Monday, January 12, 2004

Jimi Hendrix's guitars

It's reasonably well-documented that Jimi played a right-handed Strat, strung upside down so it would be "normal" to him -- bass strings at the top. The only "hard" mods would be to reverse the nut, and put the strap button on the "wrong" horn.

This puts the pickups in a strange "shape" for the strings they refer to, and the tremolo bar under Jimi's elbow, which you can see him working in performances. There's also some people who think that the long gap from nut to tuner on the bass strings in this configuration (rather than the treble strings) makes some difference to the sound.
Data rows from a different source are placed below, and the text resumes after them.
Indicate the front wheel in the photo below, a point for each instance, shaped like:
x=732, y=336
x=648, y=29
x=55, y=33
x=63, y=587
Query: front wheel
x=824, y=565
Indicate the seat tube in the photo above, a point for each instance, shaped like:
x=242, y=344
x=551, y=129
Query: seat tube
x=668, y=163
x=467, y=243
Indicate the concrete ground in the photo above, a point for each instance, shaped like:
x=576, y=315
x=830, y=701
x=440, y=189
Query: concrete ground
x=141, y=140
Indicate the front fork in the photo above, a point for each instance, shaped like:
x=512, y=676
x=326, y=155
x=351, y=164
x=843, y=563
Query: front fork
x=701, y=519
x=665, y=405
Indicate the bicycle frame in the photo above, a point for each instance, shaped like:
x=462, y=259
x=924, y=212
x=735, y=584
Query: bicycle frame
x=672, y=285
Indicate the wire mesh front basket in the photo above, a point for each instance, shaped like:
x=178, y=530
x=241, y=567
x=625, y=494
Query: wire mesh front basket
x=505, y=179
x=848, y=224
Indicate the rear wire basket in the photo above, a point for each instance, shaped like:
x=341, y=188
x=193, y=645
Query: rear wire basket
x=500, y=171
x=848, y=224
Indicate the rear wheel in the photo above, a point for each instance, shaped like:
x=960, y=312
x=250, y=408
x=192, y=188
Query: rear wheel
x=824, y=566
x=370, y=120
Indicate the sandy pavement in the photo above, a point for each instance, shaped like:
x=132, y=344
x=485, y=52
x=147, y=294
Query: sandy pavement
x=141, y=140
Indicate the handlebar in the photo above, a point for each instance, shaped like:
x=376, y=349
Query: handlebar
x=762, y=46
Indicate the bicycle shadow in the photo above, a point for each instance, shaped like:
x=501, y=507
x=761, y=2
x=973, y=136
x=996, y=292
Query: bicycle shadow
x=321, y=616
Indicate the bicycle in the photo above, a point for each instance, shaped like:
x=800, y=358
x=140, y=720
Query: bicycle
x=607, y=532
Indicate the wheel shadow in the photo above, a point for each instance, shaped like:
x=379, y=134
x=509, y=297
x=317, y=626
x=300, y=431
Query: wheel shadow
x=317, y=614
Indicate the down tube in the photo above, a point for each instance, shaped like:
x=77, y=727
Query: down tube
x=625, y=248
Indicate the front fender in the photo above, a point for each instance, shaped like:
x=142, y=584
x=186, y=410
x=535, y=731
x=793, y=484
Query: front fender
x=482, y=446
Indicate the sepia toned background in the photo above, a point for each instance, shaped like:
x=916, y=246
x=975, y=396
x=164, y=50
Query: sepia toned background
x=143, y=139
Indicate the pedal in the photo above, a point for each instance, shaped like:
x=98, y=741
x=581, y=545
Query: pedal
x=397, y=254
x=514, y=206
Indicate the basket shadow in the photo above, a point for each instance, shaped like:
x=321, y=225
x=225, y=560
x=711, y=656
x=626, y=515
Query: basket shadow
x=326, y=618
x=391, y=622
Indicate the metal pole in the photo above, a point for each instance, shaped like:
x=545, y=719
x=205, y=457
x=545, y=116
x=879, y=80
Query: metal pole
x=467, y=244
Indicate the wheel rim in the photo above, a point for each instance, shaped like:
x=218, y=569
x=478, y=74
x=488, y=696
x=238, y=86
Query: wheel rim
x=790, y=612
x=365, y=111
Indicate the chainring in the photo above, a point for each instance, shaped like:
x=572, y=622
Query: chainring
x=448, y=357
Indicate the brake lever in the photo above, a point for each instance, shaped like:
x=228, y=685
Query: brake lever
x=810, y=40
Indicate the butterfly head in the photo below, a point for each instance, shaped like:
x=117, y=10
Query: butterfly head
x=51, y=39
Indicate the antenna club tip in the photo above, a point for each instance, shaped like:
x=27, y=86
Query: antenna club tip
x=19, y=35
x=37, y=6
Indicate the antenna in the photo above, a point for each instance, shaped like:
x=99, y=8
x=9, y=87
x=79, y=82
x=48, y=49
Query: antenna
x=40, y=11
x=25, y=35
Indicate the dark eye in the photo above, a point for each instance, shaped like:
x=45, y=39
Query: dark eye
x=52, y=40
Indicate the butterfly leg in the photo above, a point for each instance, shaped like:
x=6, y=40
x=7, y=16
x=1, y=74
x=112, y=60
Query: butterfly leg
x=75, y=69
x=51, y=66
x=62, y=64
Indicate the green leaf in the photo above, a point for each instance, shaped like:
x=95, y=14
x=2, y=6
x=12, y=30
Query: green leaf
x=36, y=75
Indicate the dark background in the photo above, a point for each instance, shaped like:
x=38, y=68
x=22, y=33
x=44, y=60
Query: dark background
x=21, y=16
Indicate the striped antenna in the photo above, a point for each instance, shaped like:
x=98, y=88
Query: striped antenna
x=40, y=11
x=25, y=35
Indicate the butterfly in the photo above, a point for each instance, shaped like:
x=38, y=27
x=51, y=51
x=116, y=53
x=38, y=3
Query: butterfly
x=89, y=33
Still, people labor under the belief that the nut-to-tuner gap, and the odd pickup angles (especially the closest-to-saddle pickup, which is strongly angled -- presumably to compensate for something, but in the Jimi-arrangement is now doubly-wrongly compensating) contributed to Jimi's sound, and they want it, too. So Fender makes (made?) the "Voodoo" model -- a not-exactly mirror image white Strat, so right-handed players can upside-down string a left-handed guitar, becoming, I suppose, the Bizzaro-Jimi. Actually, the neck and pickups are backwards, but the "horns", controls and tremolo bar are in the conventional spots. I guess it's more of a right-handed body (with "wrongly" placed pickups) and a left-handed neck. This avoids Jimi's problem of the deeper cutaway being on the wrong side, too.